It has recently been hypothesized that the fusion between deep learning, as a scalable situation inference engine, and reinforcement learning as a decision-making system my hold the key to place us on the path to AGI. Assuming that this hypothesis is correct, many critical questions arise, the first of which is how do we avoid a potentially devastating conflict between a reward-driven AGI system and the human race? One can argue that such a scenario is inescapable, given the assumption that an RL-based AGI will be allowed to evolve. In that case, does evolution have to continue over biochemical substrates, or will the next step in evolution involve semiconductor-based realizations of life? Consequently, will AGI bring the human era to an inevitable end? Transhumanism may very well emerge as a transitional period at the end of which post-humanism will commence where life will seize to exist in a biochemical form.

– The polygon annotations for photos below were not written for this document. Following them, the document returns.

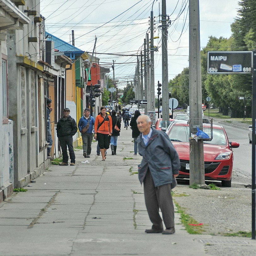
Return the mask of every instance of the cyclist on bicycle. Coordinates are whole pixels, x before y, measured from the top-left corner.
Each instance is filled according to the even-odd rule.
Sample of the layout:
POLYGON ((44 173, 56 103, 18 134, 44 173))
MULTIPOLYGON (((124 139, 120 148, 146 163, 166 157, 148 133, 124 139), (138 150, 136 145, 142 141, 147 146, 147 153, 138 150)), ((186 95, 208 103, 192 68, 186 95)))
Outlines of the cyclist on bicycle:
POLYGON ((130 120, 130 116, 129 115, 129 112, 127 110, 125 111, 125 114, 124 115, 123 118, 124 122, 125 123, 125 128, 126 127, 126 125, 129 126, 129 121, 130 120))

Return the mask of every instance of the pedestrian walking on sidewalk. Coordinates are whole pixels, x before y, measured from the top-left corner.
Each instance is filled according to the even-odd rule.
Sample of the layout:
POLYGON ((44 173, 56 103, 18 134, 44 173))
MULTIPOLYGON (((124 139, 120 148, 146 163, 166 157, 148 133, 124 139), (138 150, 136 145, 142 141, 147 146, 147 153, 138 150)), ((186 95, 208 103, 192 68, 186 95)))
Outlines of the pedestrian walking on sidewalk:
POLYGON ((85 158, 90 157, 91 152, 91 142, 93 138, 92 130, 95 119, 93 116, 90 115, 89 108, 87 108, 84 109, 84 114, 78 122, 78 129, 82 135, 83 155, 85 158))
POLYGON ((94 125, 94 138, 98 140, 102 161, 105 161, 107 158, 105 152, 109 148, 112 134, 112 119, 107 114, 106 112, 106 107, 102 106, 101 113, 96 117, 94 125))
POLYGON ((129 112, 128 110, 125 110, 123 119, 125 123, 125 128, 126 125, 129 126, 129 121, 130 120, 130 116, 129 114, 129 112))
POLYGON ((111 118, 112 119, 112 132, 110 139, 110 148, 112 155, 116 154, 116 148, 117 147, 117 139, 120 136, 121 122, 118 117, 116 115, 115 110, 112 110, 111 112, 111 118), (115 129, 116 126, 118 129, 115 129), (119 129, 119 130, 118 130, 119 129))
POLYGON ((50 113, 52 110, 51 107, 52 100, 49 98, 46 98, 46 113, 47 114, 47 142, 49 143, 47 148, 47 158, 51 159, 51 149, 52 146, 52 137, 51 130, 51 120, 50 119, 50 113))
POLYGON ((139 166, 139 179, 143 183, 146 206, 153 224, 151 228, 145 232, 173 234, 175 233, 174 211, 171 189, 180 167, 179 157, 168 136, 151 127, 148 116, 140 116, 137 123, 141 133, 137 139, 139 152, 143 157, 139 166))
POLYGON ((130 122, 131 130, 132 131, 131 133, 131 137, 133 138, 133 141, 134 143, 134 155, 137 155, 138 153, 138 143, 137 143, 137 138, 140 133, 140 132, 138 129, 137 126, 137 119, 141 115, 140 112, 139 110, 135 110, 134 111, 134 114, 131 118, 130 122))
POLYGON ((63 157, 63 162, 60 165, 68 165, 67 146, 69 152, 70 165, 75 165, 76 156, 73 148, 73 136, 77 131, 77 126, 75 120, 69 115, 70 110, 69 108, 65 108, 63 112, 64 115, 60 119, 56 127, 57 136, 60 141, 63 157))

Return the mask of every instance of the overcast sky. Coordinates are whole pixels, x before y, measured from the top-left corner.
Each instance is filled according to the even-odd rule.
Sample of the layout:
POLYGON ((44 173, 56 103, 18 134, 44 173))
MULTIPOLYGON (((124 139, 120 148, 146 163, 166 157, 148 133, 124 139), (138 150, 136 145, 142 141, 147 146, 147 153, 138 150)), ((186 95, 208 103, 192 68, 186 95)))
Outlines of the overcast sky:
MULTIPOLYGON (((137 57, 117 56, 100 53, 139 54, 149 28, 149 17, 154 0, 41 0, 40 12, 46 18, 47 32, 69 42, 74 30, 75 45, 92 52, 95 41, 96 57, 100 64, 111 67, 115 62, 117 85, 123 88, 132 80, 137 57)), ((208 37, 229 38, 230 24, 237 16, 238 0, 200 0, 201 49, 208 37)), ((168 29, 168 79, 172 79, 188 67, 189 13, 188 0, 167 0, 166 13, 172 21, 168 29), (181 14, 181 13, 182 13, 181 14)), ((155 81, 162 80, 161 33, 159 26, 161 0, 155 0, 154 40, 159 51, 154 55, 155 81)), ((149 35, 150 38, 150 34, 149 35)))

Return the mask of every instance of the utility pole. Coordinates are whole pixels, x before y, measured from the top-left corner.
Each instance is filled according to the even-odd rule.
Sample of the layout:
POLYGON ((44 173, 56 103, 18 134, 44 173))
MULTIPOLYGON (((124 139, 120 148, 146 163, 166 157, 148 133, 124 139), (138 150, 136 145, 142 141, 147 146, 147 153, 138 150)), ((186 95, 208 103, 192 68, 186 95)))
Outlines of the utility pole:
POLYGON ((138 90, 138 100, 142 99, 141 98, 141 81, 140 77, 140 63, 139 62, 139 57, 137 57, 137 80, 138 81, 138 86, 137 90, 138 90))
MULTIPOLYGON (((147 84, 148 81, 147 75, 147 55, 146 49, 146 47, 147 43, 145 38, 144 38, 144 99, 148 100, 148 86, 147 84)), ((147 114, 148 113, 148 104, 144 105, 144 113, 147 114)))
MULTIPOLYGON (((189 0, 189 117, 192 120, 201 120, 198 122, 201 124, 198 124, 200 125, 202 123, 202 116, 199 1, 189 0)), ((192 122, 189 124, 190 130, 192 122)), ((205 183, 203 142, 198 140, 189 142, 190 185, 205 183)))
MULTIPOLYGON (((148 100, 147 107, 148 111, 150 111, 151 109, 150 105, 151 105, 151 93, 150 93, 151 84, 150 81, 150 73, 149 72, 150 68, 149 61, 150 61, 150 59, 149 58, 149 40, 148 37, 148 34, 147 33, 146 35, 146 38, 147 41, 147 84, 148 86, 147 90, 147 97, 148 100)), ((147 113, 145 112, 145 114, 147 115, 147 113)))
POLYGON ((150 104, 148 111, 155 110, 155 74, 154 64, 154 17, 153 16, 153 6, 150 12, 150 104))
POLYGON ((144 92, 143 88, 143 68, 142 65, 142 51, 140 51, 140 89, 141 91, 141 99, 139 100, 144 99, 144 92))
MULTIPOLYGON (((169 86, 168 80, 168 56, 167 54, 167 24, 166 2, 162 0, 162 115, 163 121, 169 121, 169 86)), ((164 123, 166 123, 165 122, 164 123)))

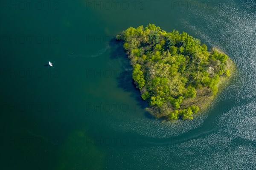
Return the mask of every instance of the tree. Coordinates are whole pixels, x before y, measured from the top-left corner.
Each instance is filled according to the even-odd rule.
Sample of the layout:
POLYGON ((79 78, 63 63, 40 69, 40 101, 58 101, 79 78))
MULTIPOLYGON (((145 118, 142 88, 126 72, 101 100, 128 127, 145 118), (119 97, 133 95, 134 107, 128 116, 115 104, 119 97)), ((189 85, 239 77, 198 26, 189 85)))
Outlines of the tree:
POLYGON ((225 75, 227 76, 230 76, 230 71, 229 69, 227 69, 225 71, 225 75))

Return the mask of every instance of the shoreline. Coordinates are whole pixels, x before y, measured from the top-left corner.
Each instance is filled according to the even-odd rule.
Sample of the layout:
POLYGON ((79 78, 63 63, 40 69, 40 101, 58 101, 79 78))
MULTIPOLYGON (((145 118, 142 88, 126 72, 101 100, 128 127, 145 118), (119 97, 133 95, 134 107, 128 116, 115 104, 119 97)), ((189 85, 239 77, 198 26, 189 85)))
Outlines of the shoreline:
MULTIPOLYGON (((213 48, 217 50, 218 52, 224 54, 222 51, 219 50, 216 47, 214 47, 213 48)), ((203 105, 198 110, 198 112, 195 114, 201 114, 209 108, 209 105, 212 103, 215 99, 220 94, 220 93, 224 90, 225 88, 227 87, 231 82, 231 80, 233 79, 235 76, 237 75, 238 71, 235 62, 229 57, 227 59, 227 67, 226 69, 229 69, 230 71, 230 76, 226 76, 223 75, 220 76, 220 79, 218 84, 217 87, 218 89, 218 92, 215 96, 212 96, 209 97, 207 100, 207 102, 205 104, 203 105)))

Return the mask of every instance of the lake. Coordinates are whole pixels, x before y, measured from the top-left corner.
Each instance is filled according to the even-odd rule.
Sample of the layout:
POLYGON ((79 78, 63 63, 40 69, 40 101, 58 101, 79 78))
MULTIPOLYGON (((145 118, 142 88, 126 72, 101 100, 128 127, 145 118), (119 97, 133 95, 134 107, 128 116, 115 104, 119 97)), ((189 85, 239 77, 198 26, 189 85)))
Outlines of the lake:
POLYGON ((0 169, 255 169, 256 7, 1 0, 0 169), (193 120, 154 119, 133 85, 115 36, 149 23, 186 31, 236 64, 230 85, 193 120))

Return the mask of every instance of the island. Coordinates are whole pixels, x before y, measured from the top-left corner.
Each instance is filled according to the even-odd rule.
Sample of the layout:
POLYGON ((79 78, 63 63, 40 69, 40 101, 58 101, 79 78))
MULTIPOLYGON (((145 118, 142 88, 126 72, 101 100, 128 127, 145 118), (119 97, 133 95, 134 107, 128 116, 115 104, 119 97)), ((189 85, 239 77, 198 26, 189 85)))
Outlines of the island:
POLYGON ((230 75, 233 63, 226 54, 215 47, 207 51, 185 32, 149 24, 130 27, 116 39, 123 43, 135 85, 157 118, 193 119, 230 75))

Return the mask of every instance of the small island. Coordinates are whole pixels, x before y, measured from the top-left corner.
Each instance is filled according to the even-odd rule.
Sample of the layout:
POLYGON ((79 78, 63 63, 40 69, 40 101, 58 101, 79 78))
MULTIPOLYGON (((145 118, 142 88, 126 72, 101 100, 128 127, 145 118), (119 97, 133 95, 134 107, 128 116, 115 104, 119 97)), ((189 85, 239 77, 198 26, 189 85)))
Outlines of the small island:
POLYGON ((212 100, 233 64, 187 33, 166 32, 154 24, 130 27, 116 40, 123 42, 134 83, 157 118, 192 119, 212 100))

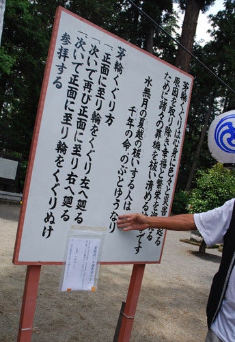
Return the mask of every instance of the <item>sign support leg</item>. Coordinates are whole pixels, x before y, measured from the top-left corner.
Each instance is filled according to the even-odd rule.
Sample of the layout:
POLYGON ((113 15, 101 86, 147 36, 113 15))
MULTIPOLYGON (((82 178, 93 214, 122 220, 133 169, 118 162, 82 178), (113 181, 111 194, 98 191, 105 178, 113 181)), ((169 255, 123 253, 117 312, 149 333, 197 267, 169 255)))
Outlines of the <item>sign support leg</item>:
POLYGON ((128 342, 130 340, 145 266, 145 263, 133 265, 126 302, 122 313, 118 342, 128 342))
POLYGON ((27 267, 18 342, 31 341, 40 270, 40 265, 28 265, 27 267))

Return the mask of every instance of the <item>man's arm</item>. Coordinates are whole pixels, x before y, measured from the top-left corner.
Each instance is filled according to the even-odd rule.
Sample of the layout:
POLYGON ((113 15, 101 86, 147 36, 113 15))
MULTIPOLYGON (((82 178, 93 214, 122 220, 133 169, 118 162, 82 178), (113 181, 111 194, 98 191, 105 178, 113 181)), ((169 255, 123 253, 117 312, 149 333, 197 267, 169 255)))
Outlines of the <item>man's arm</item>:
POLYGON ((193 214, 182 214, 162 218, 146 216, 140 213, 120 215, 117 221, 118 228, 123 231, 142 231, 147 228, 163 228, 169 231, 194 231, 197 229, 193 214))

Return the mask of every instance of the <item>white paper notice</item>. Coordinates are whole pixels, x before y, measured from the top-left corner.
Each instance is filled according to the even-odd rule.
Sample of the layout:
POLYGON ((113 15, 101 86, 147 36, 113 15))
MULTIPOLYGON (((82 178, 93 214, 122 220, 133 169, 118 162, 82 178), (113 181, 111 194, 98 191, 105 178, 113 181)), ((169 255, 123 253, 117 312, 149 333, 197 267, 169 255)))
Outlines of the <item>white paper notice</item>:
POLYGON ((62 291, 96 291, 94 282, 100 244, 99 239, 70 239, 62 291))

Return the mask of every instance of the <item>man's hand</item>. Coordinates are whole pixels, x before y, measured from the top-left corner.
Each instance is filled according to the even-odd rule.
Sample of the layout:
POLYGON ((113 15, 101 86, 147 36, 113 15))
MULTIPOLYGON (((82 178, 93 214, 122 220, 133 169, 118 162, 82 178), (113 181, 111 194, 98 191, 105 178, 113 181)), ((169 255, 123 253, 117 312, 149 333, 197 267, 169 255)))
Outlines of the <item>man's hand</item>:
POLYGON ((123 231, 142 231, 148 228, 148 217, 141 213, 124 214, 118 216, 118 228, 123 231))

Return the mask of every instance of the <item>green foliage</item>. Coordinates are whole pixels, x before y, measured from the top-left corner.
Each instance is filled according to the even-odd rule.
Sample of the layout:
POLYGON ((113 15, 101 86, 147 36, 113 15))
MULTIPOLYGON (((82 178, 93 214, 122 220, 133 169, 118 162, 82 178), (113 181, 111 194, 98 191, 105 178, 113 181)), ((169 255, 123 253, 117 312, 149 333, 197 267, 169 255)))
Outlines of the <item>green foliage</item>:
POLYGON ((186 191, 180 190, 176 192, 174 196, 171 212, 173 215, 187 213, 189 203, 189 193, 186 191))
POLYGON ((197 186, 190 194, 189 211, 207 211, 223 205, 235 196, 235 170, 217 163, 197 173, 197 186))

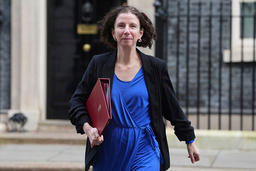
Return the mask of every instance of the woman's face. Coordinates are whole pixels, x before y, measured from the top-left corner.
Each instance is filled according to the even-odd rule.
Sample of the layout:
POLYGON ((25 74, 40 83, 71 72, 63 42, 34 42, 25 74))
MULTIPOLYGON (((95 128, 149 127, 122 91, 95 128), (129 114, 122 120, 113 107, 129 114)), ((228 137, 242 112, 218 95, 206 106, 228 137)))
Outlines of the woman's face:
POLYGON ((112 36, 117 41, 117 46, 136 48, 136 43, 143 35, 140 21, 136 15, 128 12, 117 16, 112 36))

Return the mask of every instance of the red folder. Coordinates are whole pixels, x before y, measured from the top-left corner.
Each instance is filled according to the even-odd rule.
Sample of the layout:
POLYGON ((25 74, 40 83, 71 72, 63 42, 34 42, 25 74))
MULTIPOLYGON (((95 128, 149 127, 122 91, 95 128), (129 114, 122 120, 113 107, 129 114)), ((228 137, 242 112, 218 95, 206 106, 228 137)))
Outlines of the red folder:
POLYGON ((92 127, 97 128, 99 135, 101 135, 112 119, 109 78, 98 78, 86 101, 86 108, 92 127))

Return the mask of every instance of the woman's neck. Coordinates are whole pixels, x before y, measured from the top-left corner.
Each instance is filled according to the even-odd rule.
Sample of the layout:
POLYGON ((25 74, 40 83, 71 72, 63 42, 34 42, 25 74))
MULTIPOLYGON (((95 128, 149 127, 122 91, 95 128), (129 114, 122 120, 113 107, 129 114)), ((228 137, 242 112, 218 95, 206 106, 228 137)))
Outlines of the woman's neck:
POLYGON ((118 48, 117 50, 117 63, 122 65, 131 65, 134 62, 137 62, 139 59, 139 55, 135 48, 133 49, 124 49, 118 48))

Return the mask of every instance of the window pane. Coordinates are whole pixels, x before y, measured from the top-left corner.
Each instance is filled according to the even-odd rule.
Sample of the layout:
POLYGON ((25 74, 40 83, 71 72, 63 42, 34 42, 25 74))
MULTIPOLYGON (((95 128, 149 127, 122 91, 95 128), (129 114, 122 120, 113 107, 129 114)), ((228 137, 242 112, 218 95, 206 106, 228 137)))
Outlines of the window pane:
POLYGON ((240 3, 241 20, 240 20, 240 37, 241 38, 253 38, 253 31, 256 23, 254 23, 254 4, 255 2, 242 2, 240 3), (254 27, 253 27, 254 23, 254 27))

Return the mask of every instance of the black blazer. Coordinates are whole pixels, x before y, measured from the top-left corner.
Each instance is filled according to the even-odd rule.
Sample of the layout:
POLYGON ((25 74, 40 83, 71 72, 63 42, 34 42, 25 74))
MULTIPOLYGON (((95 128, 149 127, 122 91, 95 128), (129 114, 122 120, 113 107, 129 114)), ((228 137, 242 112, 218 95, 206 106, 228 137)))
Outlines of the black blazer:
MULTIPOLYGON (((146 86, 149 93, 152 128, 159 143, 161 154, 164 159, 161 170, 170 167, 170 157, 166 139, 165 124, 163 117, 174 126, 176 136, 180 141, 190 141, 195 138, 194 128, 184 115, 168 74, 166 62, 137 50, 141 57, 146 86)), ((93 89, 98 78, 110 78, 113 82, 117 51, 96 55, 92 58, 82 81, 69 101, 69 118, 76 126, 77 133, 84 134, 83 124, 90 123, 85 102, 93 89)), ((112 88, 112 86, 111 86, 112 88)), ((85 170, 92 164, 92 159, 99 146, 90 147, 87 139, 85 170)))

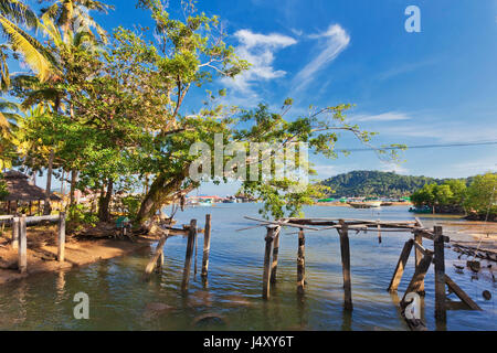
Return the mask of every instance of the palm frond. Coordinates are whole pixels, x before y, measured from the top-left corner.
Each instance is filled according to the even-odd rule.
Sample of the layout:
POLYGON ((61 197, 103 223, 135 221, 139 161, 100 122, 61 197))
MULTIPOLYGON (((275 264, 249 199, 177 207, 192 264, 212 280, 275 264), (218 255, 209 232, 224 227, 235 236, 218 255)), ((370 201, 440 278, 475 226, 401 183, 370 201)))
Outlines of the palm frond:
POLYGON ((54 67, 51 55, 40 42, 1 14, 0 24, 12 44, 12 50, 24 56, 25 63, 38 73, 41 81, 49 78, 54 67))
POLYGON ((19 0, 0 0, 0 13, 29 28, 36 28, 39 24, 36 14, 19 0))

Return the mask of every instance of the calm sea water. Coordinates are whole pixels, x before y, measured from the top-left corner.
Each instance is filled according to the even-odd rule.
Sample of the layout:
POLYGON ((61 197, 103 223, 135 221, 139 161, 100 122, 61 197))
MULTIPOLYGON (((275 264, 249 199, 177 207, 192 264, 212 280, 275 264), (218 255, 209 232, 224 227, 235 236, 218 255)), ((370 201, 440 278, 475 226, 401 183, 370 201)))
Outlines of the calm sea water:
MULTIPOLYGON (((42 274, 0 287, 1 330, 408 330, 398 310, 398 296, 387 292, 390 278, 408 235, 350 234, 353 312, 342 310, 342 277, 336 231, 306 233, 306 293, 296 296, 297 234, 283 232, 277 285, 264 301, 262 271, 265 228, 236 232, 254 225, 244 215, 257 216, 257 204, 220 204, 178 212, 179 224, 197 218, 203 227, 212 214, 211 255, 208 284, 200 278, 203 238, 199 235, 198 274, 191 277, 188 296, 180 292, 187 239, 176 236, 165 247, 163 271, 150 281, 142 279, 150 249, 101 261, 71 271, 42 274), (77 292, 89 296, 89 319, 75 320, 73 301, 77 292), (204 319, 216 315, 222 319, 204 319)), ((412 220, 405 206, 381 210, 314 206, 306 216, 412 220)), ((432 246, 426 242, 429 246, 432 246)), ((483 311, 447 312, 447 330, 496 330, 496 285, 489 274, 472 278, 468 270, 455 272, 462 263, 446 250, 447 274, 483 311), (482 296, 493 295, 490 300, 482 296)), ((465 261, 465 260, 464 260, 465 261)), ((484 265, 486 265, 484 263, 484 265)), ((494 265, 495 266, 495 265, 494 265)), ((399 296, 414 269, 408 264, 399 296)), ((430 330, 434 321, 433 267, 425 279, 422 315, 430 330)), ((451 299, 457 300, 454 295, 451 299)))

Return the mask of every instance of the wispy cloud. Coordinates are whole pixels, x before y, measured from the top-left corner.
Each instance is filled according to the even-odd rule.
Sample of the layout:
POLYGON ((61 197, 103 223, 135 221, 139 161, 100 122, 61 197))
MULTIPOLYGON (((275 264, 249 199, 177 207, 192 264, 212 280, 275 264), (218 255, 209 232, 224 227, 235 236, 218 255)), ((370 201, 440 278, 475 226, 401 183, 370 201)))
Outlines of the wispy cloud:
POLYGON ((274 54, 281 49, 296 44, 295 39, 278 33, 254 33, 251 30, 240 30, 234 35, 240 42, 235 49, 236 55, 248 61, 252 66, 235 78, 223 78, 224 85, 244 94, 254 94, 252 86, 255 83, 286 75, 285 71, 273 67, 274 54))
POLYGON ((388 111, 377 115, 355 115, 350 117, 351 121, 364 122, 364 121, 399 121, 399 120, 410 120, 411 117, 405 113, 400 111, 388 111))
POLYGON ((316 74, 331 63, 350 43, 349 34, 339 24, 331 24, 326 32, 310 34, 308 38, 324 41, 319 44, 319 54, 294 77, 293 87, 296 92, 307 87, 316 74))
POLYGON ((495 140, 497 127, 491 124, 456 124, 431 122, 392 125, 381 129, 381 135, 394 135, 398 137, 413 137, 436 139, 440 142, 474 142, 495 140))
POLYGON ((402 164, 395 162, 382 162, 381 170, 383 172, 394 172, 404 175, 409 174, 409 170, 405 167, 402 167, 402 164))

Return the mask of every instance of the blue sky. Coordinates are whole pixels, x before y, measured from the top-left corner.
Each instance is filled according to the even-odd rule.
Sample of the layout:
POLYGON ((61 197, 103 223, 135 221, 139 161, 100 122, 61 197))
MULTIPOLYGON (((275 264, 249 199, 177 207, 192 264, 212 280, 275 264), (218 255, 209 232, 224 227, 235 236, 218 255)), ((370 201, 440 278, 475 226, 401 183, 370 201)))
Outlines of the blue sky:
MULTIPOLYGON (((105 29, 151 25, 134 0, 96 15, 105 29)), ((170 7, 179 1, 170 0, 170 7)), ((351 103, 350 121, 378 131, 376 145, 408 146, 497 140, 496 0, 245 0, 199 1, 218 14, 226 41, 252 62, 226 87, 226 103, 281 107, 295 99, 293 114, 309 105, 351 103), (408 6, 421 10, 421 32, 408 33, 408 6)), ((193 92, 187 109, 203 98, 193 92)), ((339 148, 359 148, 343 135, 339 148)), ((311 158, 319 178, 351 170, 394 170, 436 178, 468 176, 497 169, 497 145, 412 149, 405 162, 388 164, 373 152, 337 160, 311 158)), ((225 194, 235 185, 205 185, 201 193, 225 194)))

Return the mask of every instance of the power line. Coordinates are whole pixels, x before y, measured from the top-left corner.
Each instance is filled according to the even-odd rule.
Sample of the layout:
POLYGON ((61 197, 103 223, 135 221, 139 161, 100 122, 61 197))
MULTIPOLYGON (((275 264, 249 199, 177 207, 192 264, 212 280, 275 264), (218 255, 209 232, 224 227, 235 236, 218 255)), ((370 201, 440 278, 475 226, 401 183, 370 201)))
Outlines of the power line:
MULTIPOLYGON (((497 141, 475 141, 475 142, 454 142, 454 143, 437 143, 437 145, 415 145, 415 146, 406 146, 406 149, 417 149, 417 148, 441 148, 441 147, 467 147, 467 146, 488 146, 488 145, 497 145, 497 141)), ((382 150, 399 150, 399 147, 383 147, 379 148, 382 150)), ((351 148, 351 149, 340 149, 339 152, 362 152, 362 151, 371 151, 371 148, 351 148)))

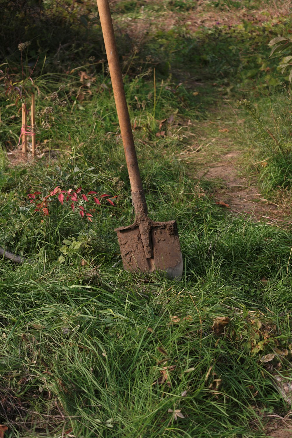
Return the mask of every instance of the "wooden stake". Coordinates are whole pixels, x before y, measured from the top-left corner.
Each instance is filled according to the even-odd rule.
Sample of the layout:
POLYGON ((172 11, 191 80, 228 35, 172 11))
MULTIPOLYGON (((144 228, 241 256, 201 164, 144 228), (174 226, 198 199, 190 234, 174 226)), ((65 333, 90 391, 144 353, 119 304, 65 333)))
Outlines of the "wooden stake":
POLYGON ((26 155, 27 140, 26 135, 25 134, 25 130, 26 128, 26 111, 25 108, 25 104, 23 103, 22 106, 22 125, 21 127, 21 146, 22 148, 22 152, 26 155))
POLYGON ((33 158, 35 154, 35 134, 33 132, 35 125, 35 95, 32 95, 32 126, 31 130, 32 131, 32 154, 33 158))

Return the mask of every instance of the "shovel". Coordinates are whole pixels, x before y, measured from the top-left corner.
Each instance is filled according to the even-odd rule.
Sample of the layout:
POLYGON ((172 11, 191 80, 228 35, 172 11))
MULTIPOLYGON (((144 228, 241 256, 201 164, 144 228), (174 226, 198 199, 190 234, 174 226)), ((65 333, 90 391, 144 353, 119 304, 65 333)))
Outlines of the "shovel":
POLYGON ((124 269, 143 273, 156 271, 179 279, 183 274, 183 258, 176 223, 155 222, 148 216, 109 1, 97 2, 136 215, 131 225, 115 230, 124 269))

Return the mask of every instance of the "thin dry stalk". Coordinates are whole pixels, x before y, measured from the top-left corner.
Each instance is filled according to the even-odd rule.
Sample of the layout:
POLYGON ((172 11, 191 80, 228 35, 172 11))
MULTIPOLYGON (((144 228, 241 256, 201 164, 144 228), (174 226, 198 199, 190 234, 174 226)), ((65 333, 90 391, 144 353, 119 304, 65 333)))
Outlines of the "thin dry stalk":
POLYGON ((35 154, 35 134, 34 132, 34 127, 35 124, 35 95, 32 95, 32 154, 34 158, 35 154))
POLYGON ((26 128, 26 108, 25 104, 23 103, 21 107, 22 115, 22 124, 21 127, 21 147, 22 153, 26 155, 27 142, 25 130, 26 128))

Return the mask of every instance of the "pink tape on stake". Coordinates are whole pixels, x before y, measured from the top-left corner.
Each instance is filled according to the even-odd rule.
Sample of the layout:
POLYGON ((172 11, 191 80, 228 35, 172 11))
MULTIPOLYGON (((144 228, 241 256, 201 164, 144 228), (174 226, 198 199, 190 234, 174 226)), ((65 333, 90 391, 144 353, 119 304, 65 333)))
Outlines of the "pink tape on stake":
MULTIPOLYGON (((32 127, 31 126, 27 126, 27 127, 27 127, 27 128, 31 128, 31 127, 32 127)), ((32 135, 32 135, 35 135, 35 132, 33 132, 32 131, 26 131, 25 127, 26 127, 25 126, 21 126, 21 134, 20 134, 20 135, 19 136, 19 138, 18 139, 18 144, 17 145, 18 146, 19 146, 19 144, 20 143, 20 141, 21 139, 21 137, 22 136, 22 134, 24 134, 25 135, 26 135, 26 136, 27 136, 27 135, 32 135)))

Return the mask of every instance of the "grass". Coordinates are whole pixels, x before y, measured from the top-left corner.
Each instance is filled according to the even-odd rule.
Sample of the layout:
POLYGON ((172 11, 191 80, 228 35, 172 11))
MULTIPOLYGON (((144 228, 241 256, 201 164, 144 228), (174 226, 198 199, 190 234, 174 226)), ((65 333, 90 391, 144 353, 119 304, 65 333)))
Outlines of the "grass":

History suggests that pragmatic concerns pertaining to the potential dangers and threats of novel technologies have never impeded such technologies from being widely embraced. Nuclear technology is an obvious example, particularly in that debate over its benefits verses its threats has persistently accompanied its deployment. Although technological progress is needed to make AGI a reality, there is some likelihood that the pieces of the puzzle needed to make AGI a reality are in fact readily available, in which case now is the time to consider the colossal implications of an AGI-driven singularity.